La pluralité des titres de la presse écrite et le souci d’indépendance qu’affichent certains d’entre eux permettent-ils de garantir le pluralisme dont ils se gargarisent ? Le Monde, par exemple ? Raté ! Le supplément magazine du Monde, M a publié un article tellement affligeant que dès février nous pouvions annoncer : « Présidentielles 2017 : Le Monde remporte la palme du mépris pour les "microcandidats" ».

Grands journalistes et mauvais candidats

Faire partie du tiercé, quarté ou quinté de tête – pour reprendre une métaphore sportive – ne garantit pas toujours la bienveillance des chefferies journalistiques. La victoire de Benoit Hamon à la primaire de la « Belle alliance populaire » a surpris plus d’un pronostiqueur.
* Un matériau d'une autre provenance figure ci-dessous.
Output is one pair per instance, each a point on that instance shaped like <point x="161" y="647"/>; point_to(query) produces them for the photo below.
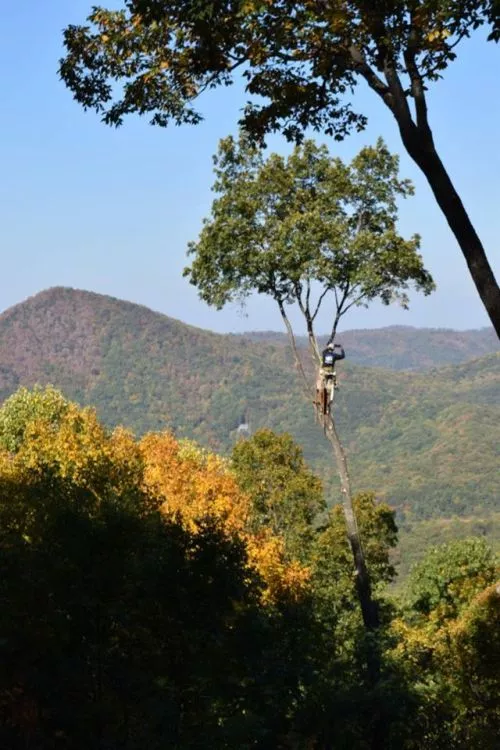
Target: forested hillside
<point x="426" y="441"/>
<point x="402" y="347"/>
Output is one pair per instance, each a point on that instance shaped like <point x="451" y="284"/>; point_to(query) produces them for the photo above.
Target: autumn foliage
<point x="151" y="597"/>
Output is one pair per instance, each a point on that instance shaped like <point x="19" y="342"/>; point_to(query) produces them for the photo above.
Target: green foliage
<point x="120" y="626"/>
<point x="428" y="441"/>
<point x="278" y="225"/>
<point x="449" y="576"/>
<point x="26" y="407"/>
<point x="300" y="59"/>
<point x="449" y="645"/>
<point x="286" y="496"/>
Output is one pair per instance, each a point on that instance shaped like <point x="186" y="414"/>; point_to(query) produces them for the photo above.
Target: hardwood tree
<point x="308" y="231"/>
<point x="300" y="60"/>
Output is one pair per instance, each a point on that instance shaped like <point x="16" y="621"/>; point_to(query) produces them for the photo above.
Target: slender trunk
<point x="368" y="606"/>
<point x="420" y="146"/>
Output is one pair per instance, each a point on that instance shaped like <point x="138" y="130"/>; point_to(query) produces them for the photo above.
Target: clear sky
<point x="111" y="211"/>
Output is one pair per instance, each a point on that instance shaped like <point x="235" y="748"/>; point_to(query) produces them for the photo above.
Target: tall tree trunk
<point x="420" y="146"/>
<point x="369" y="608"/>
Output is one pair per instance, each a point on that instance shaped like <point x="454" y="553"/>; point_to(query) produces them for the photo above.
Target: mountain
<point x="427" y="440"/>
<point x="401" y="347"/>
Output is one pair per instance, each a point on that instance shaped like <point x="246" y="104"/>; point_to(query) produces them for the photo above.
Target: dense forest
<point x="425" y="440"/>
<point x="156" y="595"/>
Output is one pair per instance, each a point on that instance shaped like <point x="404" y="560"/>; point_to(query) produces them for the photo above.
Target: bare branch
<point x="293" y="343"/>
<point x="320" y="300"/>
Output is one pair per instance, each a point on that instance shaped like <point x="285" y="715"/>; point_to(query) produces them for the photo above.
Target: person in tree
<point x="327" y="379"/>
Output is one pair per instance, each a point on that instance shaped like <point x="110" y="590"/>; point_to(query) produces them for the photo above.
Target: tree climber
<point x="327" y="377"/>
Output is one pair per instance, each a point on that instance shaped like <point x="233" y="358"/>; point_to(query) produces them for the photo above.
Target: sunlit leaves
<point x="279" y="224"/>
<point x="301" y="59"/>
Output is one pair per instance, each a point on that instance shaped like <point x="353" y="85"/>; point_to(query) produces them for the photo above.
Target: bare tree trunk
<point x="420" y="147"/>
<point x="369" y="608"/>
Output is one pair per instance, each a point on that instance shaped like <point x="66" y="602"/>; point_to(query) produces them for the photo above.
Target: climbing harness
<point x="326" y="382"/>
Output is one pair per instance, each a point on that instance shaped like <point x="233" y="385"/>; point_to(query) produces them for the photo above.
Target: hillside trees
<point x="312" y="231"/>
<point x="285" y="494"/>
<point x="135" y="605"/>
<point x="135" y="612"/>
<point x="300" y="61"/>
<point x="448" y="642"/>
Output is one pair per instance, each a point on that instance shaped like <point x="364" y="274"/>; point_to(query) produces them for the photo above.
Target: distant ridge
<point x="401" y="347"/>
<point x="397" y="347"/>
<point x="427" y="441"/>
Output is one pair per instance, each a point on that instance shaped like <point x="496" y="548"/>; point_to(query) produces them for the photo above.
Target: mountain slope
<point x="403" y="347"/>
<point x="427" y="441"/>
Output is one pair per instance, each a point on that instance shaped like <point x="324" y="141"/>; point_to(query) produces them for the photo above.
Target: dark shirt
<point x="330" y="356"/>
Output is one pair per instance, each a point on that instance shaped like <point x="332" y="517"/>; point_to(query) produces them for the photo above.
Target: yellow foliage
<point x="194" y="483"/>
<point x="178" y="477"/>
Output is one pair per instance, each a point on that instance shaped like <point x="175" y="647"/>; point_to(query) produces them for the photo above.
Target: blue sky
<point x="112" y="211"/>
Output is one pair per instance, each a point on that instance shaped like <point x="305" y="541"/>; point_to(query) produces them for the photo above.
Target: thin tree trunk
<point x="420" y="147"/>
<point x="368" y="606"/>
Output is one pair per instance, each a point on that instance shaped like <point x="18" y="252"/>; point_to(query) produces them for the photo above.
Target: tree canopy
<point x="301" y="62"/>
<point x="304" y="227"/>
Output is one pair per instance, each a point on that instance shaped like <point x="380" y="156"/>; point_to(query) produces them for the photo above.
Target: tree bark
<point x="369" y="608"/>
<point x="420" y="146"/>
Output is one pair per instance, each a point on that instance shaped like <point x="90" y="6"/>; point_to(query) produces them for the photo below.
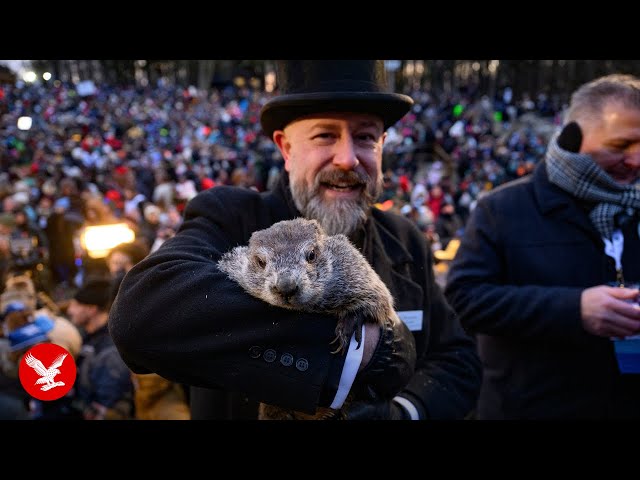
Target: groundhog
<point x="293" y="264"/>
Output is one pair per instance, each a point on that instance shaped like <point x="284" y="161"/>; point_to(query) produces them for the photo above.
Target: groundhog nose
<point x="287" y="289"/>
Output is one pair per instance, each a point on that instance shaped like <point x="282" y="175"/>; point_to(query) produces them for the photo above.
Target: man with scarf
<point x="546" y="274"/>
<point x="178" y="315"/>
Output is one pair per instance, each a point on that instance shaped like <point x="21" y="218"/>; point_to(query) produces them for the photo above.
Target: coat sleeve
<point x="177" y="315"/>
<point x="446" y="382"/>
<point x="488" y="302"/>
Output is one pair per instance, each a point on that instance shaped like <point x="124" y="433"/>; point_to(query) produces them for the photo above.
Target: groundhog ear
<point x="316" y="226"/>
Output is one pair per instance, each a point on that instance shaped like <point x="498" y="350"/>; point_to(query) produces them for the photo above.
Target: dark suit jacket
<point x="528" y="252"/>
<point x="177" y="315"/>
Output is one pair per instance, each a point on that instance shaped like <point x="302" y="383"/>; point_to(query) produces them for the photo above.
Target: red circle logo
<point x="47" y="371"/>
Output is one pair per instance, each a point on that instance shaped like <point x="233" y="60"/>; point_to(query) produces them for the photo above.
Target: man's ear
<point x="280" y="139"/>
<point x="570" y="138"/>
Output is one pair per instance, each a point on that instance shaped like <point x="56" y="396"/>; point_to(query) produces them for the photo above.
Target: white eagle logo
<point x="46" y="374"/>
Nul besoin de lire entre les lignes pour déceler leur déception. « Benoît Hamon le rêveur » : un cauchemar pour les éditorialistes.

Mais c’est surtout lors de la percée du candidat de la France Insoumise dans les sacro-saints sondages que la morgue, voire la haine de la caste des commentateurs s’est manifestée sans réserve ni pudeur. Jean-Luc Mélenchon est le mauvais candidat, celui dont les médiacrates ne veulent pas. Raphaël Enthoven, pour ne mentionner qu’un exemple, tape sur ses partisans dans un chef d’œuvre d’« éditocratie à coup de marteau ».
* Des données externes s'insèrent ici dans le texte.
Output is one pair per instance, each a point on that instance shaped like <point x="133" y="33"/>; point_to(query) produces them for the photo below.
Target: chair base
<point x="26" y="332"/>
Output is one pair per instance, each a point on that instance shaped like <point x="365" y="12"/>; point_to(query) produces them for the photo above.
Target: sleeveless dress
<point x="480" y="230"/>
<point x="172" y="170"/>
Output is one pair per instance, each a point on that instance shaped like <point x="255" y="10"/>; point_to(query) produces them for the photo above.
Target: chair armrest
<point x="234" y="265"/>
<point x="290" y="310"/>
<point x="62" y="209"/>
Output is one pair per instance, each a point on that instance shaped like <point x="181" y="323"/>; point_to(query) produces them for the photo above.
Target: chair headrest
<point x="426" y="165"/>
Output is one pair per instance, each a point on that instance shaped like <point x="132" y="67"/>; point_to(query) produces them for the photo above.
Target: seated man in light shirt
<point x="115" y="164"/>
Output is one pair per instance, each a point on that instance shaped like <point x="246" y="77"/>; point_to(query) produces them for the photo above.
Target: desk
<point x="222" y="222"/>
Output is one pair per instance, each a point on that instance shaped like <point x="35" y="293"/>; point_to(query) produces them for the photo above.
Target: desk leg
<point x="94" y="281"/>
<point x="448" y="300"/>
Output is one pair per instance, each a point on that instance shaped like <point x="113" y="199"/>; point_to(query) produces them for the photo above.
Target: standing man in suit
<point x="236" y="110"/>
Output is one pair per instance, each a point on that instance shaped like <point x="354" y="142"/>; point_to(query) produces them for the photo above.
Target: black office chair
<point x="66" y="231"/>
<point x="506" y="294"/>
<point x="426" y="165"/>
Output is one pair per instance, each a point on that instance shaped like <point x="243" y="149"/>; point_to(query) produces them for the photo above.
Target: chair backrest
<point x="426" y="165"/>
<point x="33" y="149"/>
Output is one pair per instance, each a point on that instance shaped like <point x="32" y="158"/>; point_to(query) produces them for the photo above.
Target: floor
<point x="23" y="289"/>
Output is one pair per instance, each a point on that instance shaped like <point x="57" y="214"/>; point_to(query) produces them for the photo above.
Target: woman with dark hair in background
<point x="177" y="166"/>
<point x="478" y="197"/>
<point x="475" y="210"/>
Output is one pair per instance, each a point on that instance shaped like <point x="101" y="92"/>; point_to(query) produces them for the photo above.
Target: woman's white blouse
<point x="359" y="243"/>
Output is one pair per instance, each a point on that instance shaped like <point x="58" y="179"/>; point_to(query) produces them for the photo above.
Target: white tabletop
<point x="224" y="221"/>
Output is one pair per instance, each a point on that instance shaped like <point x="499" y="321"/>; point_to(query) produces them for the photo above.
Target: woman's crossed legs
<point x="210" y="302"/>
Au delà du poids des mots, le choc des images parle de lui-même dans ce montage vidéo qui présente un échantillon des interrogatoires subis par le mauvais candidat, ou « "Comment détester Mélenchon", par quelques médiacrates ».

La campagne 2017 avait pourtant bien commencé. Une chaine YouTube, des meetings par hologramme et des qualités oratoires qui en font aussi un « bon client » ont d’abord donné un capital de sympathie au candidat. Le vent a tourné quand les oracles – comprenez les instituts de sondage – ont prédit que Mélenchon ferait mieux que Hamon. Fin de la récré. En 2012 déjà la mobilisation avait été générale : « Les éditocrates contre Jean Luc Mélenchon ». En 2017, après une brève accalmie, on recommença : « Les éditocrates contre Jean-Luc Mélenchon (bis repetita) ? ».

Personnalisation et dépolitisation

Qu’on n’aille pas croire pourtant que la présentation des projets et des programmes fut totalement absente : les candidats s’en chargèrent et les médias consentirent à les évoquer. Mais comme à l’accoutumée, le journalisme de commentaires a écrasé le journalisme d’information. La personnalisation des jeux politiques l’a emporté un peu partout : encensés, démolis ou ignorés, les candidats l’ont été surtout en fonction de leur personnalité et de leurs chances supposées dans la compétition. La politique dans les médias, c’est trop souvent la politique selon « C dans l’air ».

Le journalisme de compétition qui culmine avec la personnalisation des jeux politiques contribue à une dépolitisation des enjeux : tendance lourde qui n’a pas complètement effacé la présentation des projets en présence. Or on a souvent dû cette présentation aux candidats eux-mêmes et non aux informations diffusées par les grands médias. Et parmi les projets qui n’ont pas reçu la place qu’ils méritent, nous devons mentionner les propositions de transformation des médias. Nous ne les avons pas oubliées : notre comparateur a scruté, pour les confronter à nos propres propositions, les programmes en présence. Le débat public dans l’espace médiatique n’a pas eu lieu : manifestement cela n’intéresse pas les grands pourvoyeurs d’information.